The Bank of Japan (BOJ) is sitting on its hands, watching the markets push yen higher and higher. Again, I’m not champing at the bit for intervention… It’s just that I’m surprised that the BOJ has sat tight… They have more than enough funds… They know how to do it… So what are they waiting for? I saw a note yesterday from a trader who said that he would bet that we see yen 72 before we see yen 82… WOW! I sure hope he hedged that bet!

I said earlier that the only currency to not join in on the euphoria was gold… I was mistaken… I hadn’t gone completely down the list to see that the Chinese renminbi (CNY) lost some ground overnight…

And the Aussie dollar (AUD) erased yesterday’s selloff, and gained 2-cents overnight! WOW! Don’t look now, but the Aussie dollar has a $1.06 handle! Ahhh… As I said last week, those of little faith… That bailed on Aussie dollars… So, even with the calls for a rate cut getting louder and louder, the Aussie dollar hangs a +2-cents gain on its previous figure… I’d say there had to be some built up frustration to buy the Aussie dollar…

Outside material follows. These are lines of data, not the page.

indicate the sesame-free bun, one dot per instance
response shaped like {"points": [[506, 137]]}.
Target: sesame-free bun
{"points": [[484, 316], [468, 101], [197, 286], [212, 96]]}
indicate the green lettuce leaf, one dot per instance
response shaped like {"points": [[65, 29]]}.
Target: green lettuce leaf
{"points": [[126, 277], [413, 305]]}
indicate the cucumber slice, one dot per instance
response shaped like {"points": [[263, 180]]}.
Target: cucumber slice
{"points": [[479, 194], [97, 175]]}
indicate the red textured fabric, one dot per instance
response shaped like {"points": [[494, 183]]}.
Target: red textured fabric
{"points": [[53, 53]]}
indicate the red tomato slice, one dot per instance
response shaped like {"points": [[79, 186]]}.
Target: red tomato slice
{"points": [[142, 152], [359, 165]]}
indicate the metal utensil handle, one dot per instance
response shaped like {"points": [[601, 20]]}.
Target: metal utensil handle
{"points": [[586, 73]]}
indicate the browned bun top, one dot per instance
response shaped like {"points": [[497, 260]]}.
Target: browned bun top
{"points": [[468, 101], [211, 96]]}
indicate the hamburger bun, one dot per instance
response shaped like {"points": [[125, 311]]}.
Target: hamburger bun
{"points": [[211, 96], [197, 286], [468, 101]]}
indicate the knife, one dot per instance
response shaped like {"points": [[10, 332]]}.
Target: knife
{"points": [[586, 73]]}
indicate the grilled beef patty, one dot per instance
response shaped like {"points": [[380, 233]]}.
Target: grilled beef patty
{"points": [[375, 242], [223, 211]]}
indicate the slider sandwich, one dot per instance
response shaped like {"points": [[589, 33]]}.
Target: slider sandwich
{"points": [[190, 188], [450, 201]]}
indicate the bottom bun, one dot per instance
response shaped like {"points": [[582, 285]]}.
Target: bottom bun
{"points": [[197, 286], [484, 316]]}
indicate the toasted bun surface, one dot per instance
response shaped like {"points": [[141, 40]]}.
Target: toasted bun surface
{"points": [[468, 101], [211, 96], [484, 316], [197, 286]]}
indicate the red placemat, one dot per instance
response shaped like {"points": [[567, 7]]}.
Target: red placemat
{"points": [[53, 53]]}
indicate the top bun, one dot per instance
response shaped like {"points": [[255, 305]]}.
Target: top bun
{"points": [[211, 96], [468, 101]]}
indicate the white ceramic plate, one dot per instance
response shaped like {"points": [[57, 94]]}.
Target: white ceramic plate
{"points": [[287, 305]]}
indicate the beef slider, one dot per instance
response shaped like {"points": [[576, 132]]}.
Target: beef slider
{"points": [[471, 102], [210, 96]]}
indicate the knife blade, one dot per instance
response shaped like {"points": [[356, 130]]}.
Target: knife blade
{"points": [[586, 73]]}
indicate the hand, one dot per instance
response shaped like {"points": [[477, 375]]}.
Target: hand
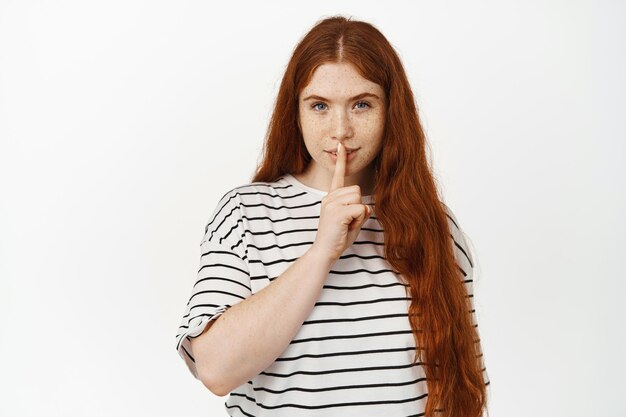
{"points": [[342, 213]]}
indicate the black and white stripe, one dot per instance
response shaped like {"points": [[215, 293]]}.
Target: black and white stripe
{"points": [[353, 354]]}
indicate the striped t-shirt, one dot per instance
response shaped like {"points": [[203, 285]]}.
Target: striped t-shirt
{"points": [[353, 354]]}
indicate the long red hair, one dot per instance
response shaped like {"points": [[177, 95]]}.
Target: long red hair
{"points": [[417, 235]]}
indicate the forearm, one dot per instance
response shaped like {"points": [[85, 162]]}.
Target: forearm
{"points": [[249, 336]]}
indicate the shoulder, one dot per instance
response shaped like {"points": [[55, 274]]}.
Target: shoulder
{"points": [[232, 207], [459, 238]]}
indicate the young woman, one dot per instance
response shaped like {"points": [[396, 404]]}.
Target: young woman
{"points": [[338, 283]]}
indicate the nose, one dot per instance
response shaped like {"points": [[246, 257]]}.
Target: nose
{"points": [[341, 125]]}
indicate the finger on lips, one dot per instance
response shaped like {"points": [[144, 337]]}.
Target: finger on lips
{"points": [[340, 169]]}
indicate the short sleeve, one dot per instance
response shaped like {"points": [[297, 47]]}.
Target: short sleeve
{"points": [[223, 278], [466, 261]]}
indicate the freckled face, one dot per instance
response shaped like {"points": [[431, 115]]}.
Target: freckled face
{"points": [[339, 105]]}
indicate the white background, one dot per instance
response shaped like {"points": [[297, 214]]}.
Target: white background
{"points": [[123, 122]]}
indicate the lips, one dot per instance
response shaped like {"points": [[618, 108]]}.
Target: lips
{"points": [[348, 150]]}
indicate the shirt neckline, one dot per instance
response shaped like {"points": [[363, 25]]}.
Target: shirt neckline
{"points": [[318, 193]]}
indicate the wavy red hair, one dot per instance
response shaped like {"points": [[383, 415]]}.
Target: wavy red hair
{"points": [[417, 235]]}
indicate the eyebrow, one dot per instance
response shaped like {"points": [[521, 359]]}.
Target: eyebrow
{"points": [[357, 97]]}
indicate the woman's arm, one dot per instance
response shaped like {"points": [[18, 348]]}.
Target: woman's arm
{"points": [[250, 335]]}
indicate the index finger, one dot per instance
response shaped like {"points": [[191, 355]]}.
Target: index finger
{"points": [[340, 169]]}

And kiwi (NZD) is hanging on to the Aussie dollar’s coattails, this morning. The price of kiwi has pushed to an 81-cent handle…

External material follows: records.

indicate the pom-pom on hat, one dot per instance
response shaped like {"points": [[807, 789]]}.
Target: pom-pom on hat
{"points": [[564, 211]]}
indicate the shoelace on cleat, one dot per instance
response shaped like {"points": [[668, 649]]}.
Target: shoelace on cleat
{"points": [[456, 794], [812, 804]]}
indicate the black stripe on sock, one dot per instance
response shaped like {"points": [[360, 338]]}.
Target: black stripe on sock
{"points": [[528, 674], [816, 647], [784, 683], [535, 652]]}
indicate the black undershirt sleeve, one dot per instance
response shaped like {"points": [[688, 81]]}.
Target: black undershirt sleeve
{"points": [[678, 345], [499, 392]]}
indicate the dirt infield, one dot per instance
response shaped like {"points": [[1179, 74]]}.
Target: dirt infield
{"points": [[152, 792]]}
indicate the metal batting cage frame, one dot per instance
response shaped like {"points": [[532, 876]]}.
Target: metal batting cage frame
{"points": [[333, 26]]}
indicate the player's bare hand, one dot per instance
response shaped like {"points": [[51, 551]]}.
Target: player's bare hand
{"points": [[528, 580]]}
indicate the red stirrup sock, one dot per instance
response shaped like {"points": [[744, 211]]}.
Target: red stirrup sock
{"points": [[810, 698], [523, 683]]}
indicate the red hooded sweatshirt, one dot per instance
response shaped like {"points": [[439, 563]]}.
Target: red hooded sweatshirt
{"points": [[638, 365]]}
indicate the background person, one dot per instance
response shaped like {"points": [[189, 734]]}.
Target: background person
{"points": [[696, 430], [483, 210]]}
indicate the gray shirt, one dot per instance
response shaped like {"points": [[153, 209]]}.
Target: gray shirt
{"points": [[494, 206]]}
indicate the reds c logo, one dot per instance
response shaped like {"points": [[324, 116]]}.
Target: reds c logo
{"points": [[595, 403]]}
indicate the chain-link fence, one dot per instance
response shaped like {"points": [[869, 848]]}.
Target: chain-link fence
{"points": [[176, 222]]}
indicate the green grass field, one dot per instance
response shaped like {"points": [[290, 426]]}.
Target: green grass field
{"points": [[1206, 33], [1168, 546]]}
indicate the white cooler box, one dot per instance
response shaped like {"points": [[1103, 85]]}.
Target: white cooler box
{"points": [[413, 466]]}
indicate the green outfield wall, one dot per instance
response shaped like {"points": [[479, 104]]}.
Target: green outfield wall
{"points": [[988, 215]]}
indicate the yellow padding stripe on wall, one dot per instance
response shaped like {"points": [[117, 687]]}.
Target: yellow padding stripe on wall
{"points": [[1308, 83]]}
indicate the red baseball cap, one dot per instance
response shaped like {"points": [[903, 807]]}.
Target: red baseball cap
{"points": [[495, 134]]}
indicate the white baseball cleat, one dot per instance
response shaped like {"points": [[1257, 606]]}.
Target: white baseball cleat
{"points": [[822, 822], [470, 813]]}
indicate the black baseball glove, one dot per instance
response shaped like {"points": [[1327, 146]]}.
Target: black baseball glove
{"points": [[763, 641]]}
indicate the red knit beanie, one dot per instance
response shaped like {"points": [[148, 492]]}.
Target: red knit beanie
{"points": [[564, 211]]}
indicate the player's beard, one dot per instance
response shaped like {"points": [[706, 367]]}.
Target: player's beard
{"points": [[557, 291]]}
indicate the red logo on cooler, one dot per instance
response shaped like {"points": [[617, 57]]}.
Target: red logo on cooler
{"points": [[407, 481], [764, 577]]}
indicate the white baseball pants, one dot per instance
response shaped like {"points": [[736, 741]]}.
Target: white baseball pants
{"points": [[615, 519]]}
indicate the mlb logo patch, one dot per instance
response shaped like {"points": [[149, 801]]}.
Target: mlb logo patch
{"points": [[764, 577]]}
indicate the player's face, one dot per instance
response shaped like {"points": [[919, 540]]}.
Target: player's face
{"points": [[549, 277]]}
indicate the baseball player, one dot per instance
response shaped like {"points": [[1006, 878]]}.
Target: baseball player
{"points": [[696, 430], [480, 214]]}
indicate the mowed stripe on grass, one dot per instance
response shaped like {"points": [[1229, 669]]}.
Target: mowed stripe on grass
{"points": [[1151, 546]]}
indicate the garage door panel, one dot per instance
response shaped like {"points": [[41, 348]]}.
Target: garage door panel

And the data cupboard here in the US is chock-full-o-goodies today, with the most important data print to be third quarter GDP, which is expected to have really bounced from the second quarter’s 1.3% growth rate… But here’s my thought on this… With the way the markets have been trading in recent times, a strong GDP from the US would deep-six the dollar, for all those safe haven trades would be flying out of here at breakneck speed!

We’ll also see the Weekly Initial Jobless Claims, Pending Home Sales, Personal Consumption, Pending Home Sales, and the Kansas City manufacturing report. But think about that GPD thing…

I don’t see how in the world we would print a 2.5% GPD figure for the third quarter… But I think it had to increase, because the Fed Heads all said it would in the second half of this year! Wink, wink…

Then there was this… In all my reading yesterday, between naps, of course, I came across some information that really ticked me off… And I mean REALLY ticked me off! It seems that the CFTC’s vote last week to limit positions in commodities including gold, won’t go into place for two years!!!!!!! So… We have to put up with these price manipulations for two more years? How could this be? What was the CFTC thinking? I told you last week, that we would have to see the details of the measure, and now we’re seeing them… In addition, the limits were watered down… The CFTC had mountains of emails, petitions, and letters, requesting that the limit be 1,500 contracts… The CFTC allowed 4,500 contracts! And while 4,500 contracts is better than what we have right now… I don’t understand why the CFTC didn’t go with the public’s cries for a more stringent number… But hey… We got something, folks… And something is better than nothing!

To recap… The Eurozone leaders did punch through a Grand Plan, to write-down 50% of Greek debt, increase the EFSF to 1 trillion euros, and recapitalize European banks… While this does not solve the crisis, it wraps a big tourniquet around it, and the focus will now switch to the US debt problem… The Grand Plan has pushed the euro to 1.40, and allowed all the currencies (except gold and renminbi) that were punished up to now because of the Eurozone debt crisis, to rally… Some of them have rallied Big Time!